ALIENS: We come in peace.

ASTRONAUT 2: They’re lying!

ASTRONAUT 3: They want to eat us!

ALIENS 1: Oh no! We never eat humans for dinner!

ALIEN 2: We prefer them for breakfast!

ALIEN 3: Mmmm Humans on toast! Delicious! (Rubs stomach)

ASTRONAUTS: Ahhhhh! (Start running)

ALIEN 1: Wait! We’re joking!

ALIEN 2: Make a note: Humans don’t joke. (Alien 3 pretends to write it down)

ASTRONAUT 1: Stop that! WE are supposed to study YOU! YOU are different!

ALIEN 3: Why are WE different?
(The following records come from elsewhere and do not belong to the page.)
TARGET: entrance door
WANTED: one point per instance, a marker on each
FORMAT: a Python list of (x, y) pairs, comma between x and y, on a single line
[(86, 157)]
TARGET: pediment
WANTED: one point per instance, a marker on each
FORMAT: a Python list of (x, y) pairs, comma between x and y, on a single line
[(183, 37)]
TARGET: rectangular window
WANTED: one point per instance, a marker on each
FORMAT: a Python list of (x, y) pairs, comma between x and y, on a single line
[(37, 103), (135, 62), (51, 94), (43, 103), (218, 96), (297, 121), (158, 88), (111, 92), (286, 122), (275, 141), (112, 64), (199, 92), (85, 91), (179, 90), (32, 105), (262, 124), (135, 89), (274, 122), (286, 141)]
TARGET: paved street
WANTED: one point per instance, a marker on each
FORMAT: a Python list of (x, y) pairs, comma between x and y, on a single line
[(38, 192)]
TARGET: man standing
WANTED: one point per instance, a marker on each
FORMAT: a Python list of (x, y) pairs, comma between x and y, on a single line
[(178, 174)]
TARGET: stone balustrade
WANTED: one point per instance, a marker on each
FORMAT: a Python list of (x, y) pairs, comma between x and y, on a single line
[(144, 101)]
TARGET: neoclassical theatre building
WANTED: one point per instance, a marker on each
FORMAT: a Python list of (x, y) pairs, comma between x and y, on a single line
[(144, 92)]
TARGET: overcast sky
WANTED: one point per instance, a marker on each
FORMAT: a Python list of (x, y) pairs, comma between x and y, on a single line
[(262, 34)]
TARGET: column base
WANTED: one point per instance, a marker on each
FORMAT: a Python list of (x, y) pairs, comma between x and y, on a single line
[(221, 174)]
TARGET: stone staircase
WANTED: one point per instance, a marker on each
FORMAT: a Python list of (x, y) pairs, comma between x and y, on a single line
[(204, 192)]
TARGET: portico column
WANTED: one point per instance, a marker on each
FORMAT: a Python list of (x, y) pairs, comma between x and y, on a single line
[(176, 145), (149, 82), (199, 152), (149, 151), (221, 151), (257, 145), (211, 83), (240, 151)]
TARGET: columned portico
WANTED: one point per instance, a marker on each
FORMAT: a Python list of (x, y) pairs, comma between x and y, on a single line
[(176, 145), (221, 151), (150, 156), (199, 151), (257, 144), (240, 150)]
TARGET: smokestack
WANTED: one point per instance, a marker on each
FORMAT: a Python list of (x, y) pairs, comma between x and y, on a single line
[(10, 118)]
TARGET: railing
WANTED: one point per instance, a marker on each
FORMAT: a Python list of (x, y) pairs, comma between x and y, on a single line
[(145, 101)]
You are on OUR planet!

ASTRONAUT 1: You have 3 eyes instead of 2!

ALIEN 1: To see things, like you.

ASTRONAUT 2: You have 4 legs instead of 2.

ALIEN 2: To move around like you.

ASTRONAUT 3: But you are weird and scary!

ALIENS: Hello! (They point to the astronauts)

ALIEN 1: We look different but we are not that different!

ALIEN 2: Please stay and teach us more!

ASTRONAUT 2: (looks at his friends) OK! we’ll stay!

ASTRONAUT 3: Yes, we can’t wait to have aliens for breakfast!


ASTRONAUT 3: Make a note: Humans DO joke.